25 yılı aşkın süredir uygulanan Preimplantasyon genetik tanı teknikleri günümüzde 2. Jenerasyon teknikler olarak tekrar gündeme gelmiştir. Özellikle son 5 yılda moleküler genetik alanındaki gelişmeler çok daha az DNA örneğinin çalışılarak hastalara teşhis konması olanağı tanıdığından Preimplantasyon genetik tanı teknikleri tüpbebekte yeniden yerlerini almışlardır. 25 yıl önceki teknikte embryolara 3. Gün biyopsi işlemi yapılamaktayken şimdi ise 5. Gün biyopsi işlemi yapılamaktadır. 5. Gün biyopsisinde, iç hücre kitlesi dediğimizi veya epiblast dediğimiz bebeğin oluştuğu alandan değilde trofoblast veya trofectoderm denilen alandan alınan doku örnekleri embryo yapısına zarar vermeden alındığı için daha etkin ve daha başarılı olmuştur.
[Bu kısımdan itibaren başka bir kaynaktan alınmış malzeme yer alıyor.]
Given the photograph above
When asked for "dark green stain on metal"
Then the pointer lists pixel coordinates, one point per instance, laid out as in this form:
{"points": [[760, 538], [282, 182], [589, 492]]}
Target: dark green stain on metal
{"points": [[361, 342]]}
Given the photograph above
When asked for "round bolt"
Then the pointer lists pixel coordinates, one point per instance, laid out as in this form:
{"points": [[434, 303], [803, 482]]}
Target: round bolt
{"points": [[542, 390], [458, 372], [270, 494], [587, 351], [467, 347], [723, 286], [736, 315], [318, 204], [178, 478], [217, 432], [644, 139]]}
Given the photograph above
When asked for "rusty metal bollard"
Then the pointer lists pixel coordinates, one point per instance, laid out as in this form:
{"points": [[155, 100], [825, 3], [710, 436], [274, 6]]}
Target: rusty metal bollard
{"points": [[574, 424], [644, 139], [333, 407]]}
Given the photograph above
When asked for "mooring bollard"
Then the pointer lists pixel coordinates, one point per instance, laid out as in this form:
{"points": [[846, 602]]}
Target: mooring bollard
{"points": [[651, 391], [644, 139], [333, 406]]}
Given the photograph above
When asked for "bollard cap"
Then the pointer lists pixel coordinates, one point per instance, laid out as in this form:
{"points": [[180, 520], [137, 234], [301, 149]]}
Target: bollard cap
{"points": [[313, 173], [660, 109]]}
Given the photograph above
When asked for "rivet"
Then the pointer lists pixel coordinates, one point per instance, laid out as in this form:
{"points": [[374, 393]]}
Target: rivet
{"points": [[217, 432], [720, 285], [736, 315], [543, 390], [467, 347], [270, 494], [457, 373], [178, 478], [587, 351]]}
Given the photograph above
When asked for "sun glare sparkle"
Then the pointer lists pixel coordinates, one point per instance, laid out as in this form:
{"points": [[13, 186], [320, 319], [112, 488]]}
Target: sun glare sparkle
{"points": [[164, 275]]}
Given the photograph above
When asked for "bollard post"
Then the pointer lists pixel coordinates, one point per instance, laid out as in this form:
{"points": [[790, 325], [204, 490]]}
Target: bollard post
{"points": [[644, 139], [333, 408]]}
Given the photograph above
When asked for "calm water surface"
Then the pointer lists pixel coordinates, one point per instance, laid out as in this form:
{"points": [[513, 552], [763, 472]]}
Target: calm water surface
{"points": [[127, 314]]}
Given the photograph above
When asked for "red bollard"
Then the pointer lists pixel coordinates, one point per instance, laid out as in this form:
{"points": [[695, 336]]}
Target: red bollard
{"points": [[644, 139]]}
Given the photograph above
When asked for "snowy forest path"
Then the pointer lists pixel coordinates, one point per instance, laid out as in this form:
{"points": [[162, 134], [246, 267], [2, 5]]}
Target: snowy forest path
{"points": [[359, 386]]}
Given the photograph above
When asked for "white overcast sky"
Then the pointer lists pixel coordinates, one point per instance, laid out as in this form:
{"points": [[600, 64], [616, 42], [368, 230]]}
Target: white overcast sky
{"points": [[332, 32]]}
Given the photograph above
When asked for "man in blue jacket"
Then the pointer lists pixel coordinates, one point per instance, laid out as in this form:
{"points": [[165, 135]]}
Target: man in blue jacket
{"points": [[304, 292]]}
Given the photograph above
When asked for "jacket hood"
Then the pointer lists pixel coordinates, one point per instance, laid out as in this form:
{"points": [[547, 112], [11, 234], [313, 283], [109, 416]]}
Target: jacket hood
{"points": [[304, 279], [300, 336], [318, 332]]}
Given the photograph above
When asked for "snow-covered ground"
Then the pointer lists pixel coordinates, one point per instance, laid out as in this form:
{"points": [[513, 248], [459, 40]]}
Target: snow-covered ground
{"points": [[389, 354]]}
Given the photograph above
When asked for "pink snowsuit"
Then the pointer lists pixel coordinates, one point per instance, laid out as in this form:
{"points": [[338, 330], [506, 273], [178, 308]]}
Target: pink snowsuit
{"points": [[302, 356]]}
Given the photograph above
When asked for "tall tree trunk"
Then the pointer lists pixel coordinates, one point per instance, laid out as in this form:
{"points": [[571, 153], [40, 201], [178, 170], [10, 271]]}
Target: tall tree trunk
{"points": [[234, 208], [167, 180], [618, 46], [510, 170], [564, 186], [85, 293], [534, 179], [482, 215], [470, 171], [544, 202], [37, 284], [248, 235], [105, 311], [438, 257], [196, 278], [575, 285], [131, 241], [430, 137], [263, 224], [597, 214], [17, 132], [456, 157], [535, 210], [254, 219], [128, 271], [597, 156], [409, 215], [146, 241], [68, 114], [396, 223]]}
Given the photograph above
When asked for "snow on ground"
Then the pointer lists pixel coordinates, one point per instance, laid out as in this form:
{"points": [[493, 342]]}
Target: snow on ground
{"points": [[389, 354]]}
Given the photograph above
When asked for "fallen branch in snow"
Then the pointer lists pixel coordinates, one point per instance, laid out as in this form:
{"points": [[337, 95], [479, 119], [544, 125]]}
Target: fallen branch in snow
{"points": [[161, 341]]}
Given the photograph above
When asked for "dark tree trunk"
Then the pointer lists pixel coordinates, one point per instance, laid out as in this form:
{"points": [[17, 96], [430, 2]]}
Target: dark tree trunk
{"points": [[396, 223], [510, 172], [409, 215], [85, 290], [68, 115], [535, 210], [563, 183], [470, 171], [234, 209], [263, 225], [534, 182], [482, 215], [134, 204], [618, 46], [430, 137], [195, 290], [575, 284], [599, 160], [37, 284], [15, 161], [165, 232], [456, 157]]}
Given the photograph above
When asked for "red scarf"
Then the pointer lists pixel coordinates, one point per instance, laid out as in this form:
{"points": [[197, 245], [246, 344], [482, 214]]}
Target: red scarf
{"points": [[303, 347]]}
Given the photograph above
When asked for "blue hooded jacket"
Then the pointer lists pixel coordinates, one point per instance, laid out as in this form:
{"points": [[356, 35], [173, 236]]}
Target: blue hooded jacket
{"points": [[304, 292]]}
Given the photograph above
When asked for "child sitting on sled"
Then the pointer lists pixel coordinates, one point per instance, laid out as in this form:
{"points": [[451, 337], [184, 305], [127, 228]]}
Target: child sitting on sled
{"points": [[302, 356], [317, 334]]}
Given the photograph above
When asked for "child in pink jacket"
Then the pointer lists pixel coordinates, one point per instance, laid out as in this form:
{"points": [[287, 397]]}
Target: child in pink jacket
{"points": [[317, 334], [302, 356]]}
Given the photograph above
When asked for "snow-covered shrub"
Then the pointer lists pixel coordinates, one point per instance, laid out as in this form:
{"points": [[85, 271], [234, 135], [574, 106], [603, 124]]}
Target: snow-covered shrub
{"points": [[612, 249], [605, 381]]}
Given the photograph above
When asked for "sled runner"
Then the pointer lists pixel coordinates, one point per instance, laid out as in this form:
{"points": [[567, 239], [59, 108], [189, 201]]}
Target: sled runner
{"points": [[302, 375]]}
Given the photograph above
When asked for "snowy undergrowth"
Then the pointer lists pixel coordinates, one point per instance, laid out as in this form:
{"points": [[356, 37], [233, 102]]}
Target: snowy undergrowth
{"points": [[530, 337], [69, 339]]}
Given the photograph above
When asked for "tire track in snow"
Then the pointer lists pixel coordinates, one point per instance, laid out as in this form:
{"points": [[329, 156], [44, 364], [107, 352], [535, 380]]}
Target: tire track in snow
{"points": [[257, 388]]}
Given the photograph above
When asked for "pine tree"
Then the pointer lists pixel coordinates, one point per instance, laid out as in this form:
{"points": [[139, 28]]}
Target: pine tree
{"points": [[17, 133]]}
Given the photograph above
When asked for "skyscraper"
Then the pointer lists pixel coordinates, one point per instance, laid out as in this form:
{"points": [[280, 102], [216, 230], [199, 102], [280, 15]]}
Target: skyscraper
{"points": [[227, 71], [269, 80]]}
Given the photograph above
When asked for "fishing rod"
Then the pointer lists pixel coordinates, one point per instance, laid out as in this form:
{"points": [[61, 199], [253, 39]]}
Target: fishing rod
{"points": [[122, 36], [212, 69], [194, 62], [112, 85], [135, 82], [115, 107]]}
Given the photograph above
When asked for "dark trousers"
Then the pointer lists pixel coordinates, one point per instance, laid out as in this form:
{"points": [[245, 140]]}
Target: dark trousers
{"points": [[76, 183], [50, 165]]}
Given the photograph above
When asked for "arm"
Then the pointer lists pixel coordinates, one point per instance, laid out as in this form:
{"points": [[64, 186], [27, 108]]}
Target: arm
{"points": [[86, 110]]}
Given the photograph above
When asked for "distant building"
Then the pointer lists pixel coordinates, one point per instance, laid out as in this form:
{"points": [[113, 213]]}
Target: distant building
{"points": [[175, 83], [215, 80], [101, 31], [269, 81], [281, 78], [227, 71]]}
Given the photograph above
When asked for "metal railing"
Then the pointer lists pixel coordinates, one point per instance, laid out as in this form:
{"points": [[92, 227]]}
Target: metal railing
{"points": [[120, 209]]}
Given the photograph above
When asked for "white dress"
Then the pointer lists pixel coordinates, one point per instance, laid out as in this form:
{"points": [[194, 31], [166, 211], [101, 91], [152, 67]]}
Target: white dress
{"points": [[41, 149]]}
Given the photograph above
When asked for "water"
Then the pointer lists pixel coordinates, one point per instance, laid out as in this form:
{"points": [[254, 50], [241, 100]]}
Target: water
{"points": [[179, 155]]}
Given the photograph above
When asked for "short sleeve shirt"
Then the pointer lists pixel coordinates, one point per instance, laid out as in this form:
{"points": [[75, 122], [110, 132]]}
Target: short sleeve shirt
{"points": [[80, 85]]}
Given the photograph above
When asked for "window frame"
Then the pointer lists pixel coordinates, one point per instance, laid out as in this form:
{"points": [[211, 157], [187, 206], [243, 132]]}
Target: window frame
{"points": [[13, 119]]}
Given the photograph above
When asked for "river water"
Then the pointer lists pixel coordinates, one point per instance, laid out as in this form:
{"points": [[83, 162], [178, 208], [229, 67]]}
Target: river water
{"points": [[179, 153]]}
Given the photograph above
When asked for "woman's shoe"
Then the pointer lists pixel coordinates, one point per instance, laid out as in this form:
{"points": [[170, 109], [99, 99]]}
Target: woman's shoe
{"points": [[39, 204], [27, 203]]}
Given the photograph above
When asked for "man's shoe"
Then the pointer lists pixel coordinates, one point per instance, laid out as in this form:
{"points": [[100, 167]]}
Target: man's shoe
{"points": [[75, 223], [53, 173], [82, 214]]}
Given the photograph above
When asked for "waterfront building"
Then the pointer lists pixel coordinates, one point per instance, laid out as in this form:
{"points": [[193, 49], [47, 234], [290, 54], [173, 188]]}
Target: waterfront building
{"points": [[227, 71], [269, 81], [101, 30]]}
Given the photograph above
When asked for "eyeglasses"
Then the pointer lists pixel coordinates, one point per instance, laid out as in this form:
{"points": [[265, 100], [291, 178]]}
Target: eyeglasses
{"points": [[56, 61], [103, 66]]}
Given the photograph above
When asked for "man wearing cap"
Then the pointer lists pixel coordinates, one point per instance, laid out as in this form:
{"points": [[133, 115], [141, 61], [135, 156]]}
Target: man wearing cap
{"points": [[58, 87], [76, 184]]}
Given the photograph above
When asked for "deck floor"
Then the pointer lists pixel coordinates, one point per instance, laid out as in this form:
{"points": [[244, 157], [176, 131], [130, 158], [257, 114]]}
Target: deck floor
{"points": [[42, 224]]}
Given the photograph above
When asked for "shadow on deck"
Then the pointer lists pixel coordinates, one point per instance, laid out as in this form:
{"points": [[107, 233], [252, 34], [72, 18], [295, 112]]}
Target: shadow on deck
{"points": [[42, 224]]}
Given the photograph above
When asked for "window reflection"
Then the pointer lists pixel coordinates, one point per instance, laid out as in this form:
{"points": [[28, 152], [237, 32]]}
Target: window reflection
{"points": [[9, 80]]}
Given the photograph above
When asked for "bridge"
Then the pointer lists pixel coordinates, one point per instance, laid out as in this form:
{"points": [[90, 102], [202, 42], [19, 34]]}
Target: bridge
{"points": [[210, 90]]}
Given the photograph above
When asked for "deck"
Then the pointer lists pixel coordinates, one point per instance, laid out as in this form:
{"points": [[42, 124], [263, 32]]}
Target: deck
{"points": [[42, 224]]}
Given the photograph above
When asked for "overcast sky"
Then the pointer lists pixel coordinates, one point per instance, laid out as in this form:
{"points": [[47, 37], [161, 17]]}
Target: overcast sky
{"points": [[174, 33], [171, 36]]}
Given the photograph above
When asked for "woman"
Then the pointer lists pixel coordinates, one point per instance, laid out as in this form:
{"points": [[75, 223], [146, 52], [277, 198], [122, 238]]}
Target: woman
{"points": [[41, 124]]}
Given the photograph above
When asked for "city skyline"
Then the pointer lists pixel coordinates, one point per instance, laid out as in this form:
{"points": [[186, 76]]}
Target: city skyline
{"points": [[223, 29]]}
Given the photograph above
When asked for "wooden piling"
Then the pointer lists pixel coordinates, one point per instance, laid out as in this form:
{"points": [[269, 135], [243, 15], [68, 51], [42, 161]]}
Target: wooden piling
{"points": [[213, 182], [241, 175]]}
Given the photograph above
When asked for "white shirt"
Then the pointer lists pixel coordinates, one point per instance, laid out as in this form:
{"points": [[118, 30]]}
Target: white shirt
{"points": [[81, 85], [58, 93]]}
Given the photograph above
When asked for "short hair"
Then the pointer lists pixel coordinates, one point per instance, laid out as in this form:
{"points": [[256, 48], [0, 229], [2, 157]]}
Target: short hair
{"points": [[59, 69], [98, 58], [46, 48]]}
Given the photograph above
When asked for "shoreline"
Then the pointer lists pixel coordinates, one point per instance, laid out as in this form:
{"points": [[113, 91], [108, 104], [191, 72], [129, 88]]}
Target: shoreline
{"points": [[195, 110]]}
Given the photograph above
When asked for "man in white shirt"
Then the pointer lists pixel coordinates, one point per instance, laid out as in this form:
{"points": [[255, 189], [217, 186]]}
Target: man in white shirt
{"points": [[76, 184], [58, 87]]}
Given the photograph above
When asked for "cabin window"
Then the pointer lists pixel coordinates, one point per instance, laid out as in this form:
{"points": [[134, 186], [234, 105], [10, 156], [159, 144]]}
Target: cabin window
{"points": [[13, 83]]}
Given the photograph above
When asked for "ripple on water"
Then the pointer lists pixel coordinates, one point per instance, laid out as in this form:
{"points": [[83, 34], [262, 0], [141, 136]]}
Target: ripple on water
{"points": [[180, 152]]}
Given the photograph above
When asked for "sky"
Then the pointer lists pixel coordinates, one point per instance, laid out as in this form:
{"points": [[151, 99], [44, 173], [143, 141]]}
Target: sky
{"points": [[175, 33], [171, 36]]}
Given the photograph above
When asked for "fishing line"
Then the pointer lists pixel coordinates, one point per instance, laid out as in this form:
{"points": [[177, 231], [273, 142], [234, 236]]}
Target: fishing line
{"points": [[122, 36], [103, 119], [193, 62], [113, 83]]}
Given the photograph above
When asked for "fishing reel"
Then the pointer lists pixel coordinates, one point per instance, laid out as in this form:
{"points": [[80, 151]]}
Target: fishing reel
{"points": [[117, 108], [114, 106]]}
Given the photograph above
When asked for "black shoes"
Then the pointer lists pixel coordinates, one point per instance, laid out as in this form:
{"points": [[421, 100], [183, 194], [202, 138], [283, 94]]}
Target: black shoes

NGS (Next Generations Sequencing- Yeni Jenerasyon Sıralama) tekniği ile de bu etkinlik arttırılmış ve şu anda özellikle ileri yaş; bilinen yapısal bozukluğu olan; bilinen genetik problemleri olan hastalarda vazgeçilmez, yardımcı tüp bebek teknikleri olarak yerlerini almışlardır.
PGT genel adından;
PGT-A yani anormal embryo taraması,
PGT-M yani monogenik; tek gen hastalıkları,
PGT-R yani translokasyon dediğimiz dengeli, kişinin kendisine zarar vermeyen ancak çocuğuna geçtiğinde problem yaratan düşük, gebe kalamama gibi problemleri tespit eden analiz tekniğidir.


GELECEKTE PGT UYGULAMASINDA NE GİBİ YENİLİKLER OLACAKTIR?


Preimplantasyon genetik tanı alanındaki kuşkular; biyopsi yapılan ve blast dediğimiz 5. Gün embriyosunun 7-8 hücresinin hepsinin birbiri ile aynı olmaması gibi br sorunda yatıyor. Buna mozaisizim diyoruz. Mozaisizm, preimplantasyon genetik tanı çalışmalarında normal embriyonun anormal olarak adlandırılıp atılmasına veya anormal olmakla beraber belli bir yüzdeyle normal olan bir embriyonun da kullanılmasına neden olabilir. Fakat buradaki genel kuşku anormal bir embriyonun normal olarak adlandırılmasından ziyade normal olmasına rağmen anormal olarak adlandırılıp atılmasındadır. Çünkü güvenilirlik %97’ ye kadar çıkmaktadır. Preimplantasyon genetik tanı da ileride daha az invaziv dediğimiz yani daha az zarar verecek tekniklerin gelmesi mümkün olacaktır. Embryiyonun içinde olan sıvıdan örnek alınması ya da embryo kültürünün yapıldığı sıvıdan örnek alınarak serbest DNA’ların çalışılarak sonuca gidilmesiyle mümkün olabileceği görülmektedir. Bir diğeride Krisper teknoloji dediğimiz genetik yapının düzenlenmesinde yatmaktadır. İleriki yıllarda problemli genlerin bu teknoloji ile düzeltilerek hastaya problemsiz olarak geriye verilme teknolojisidir. Önümüzdeki yıllarda gündeme gelmesi kaçınılmaz gözükmektedir.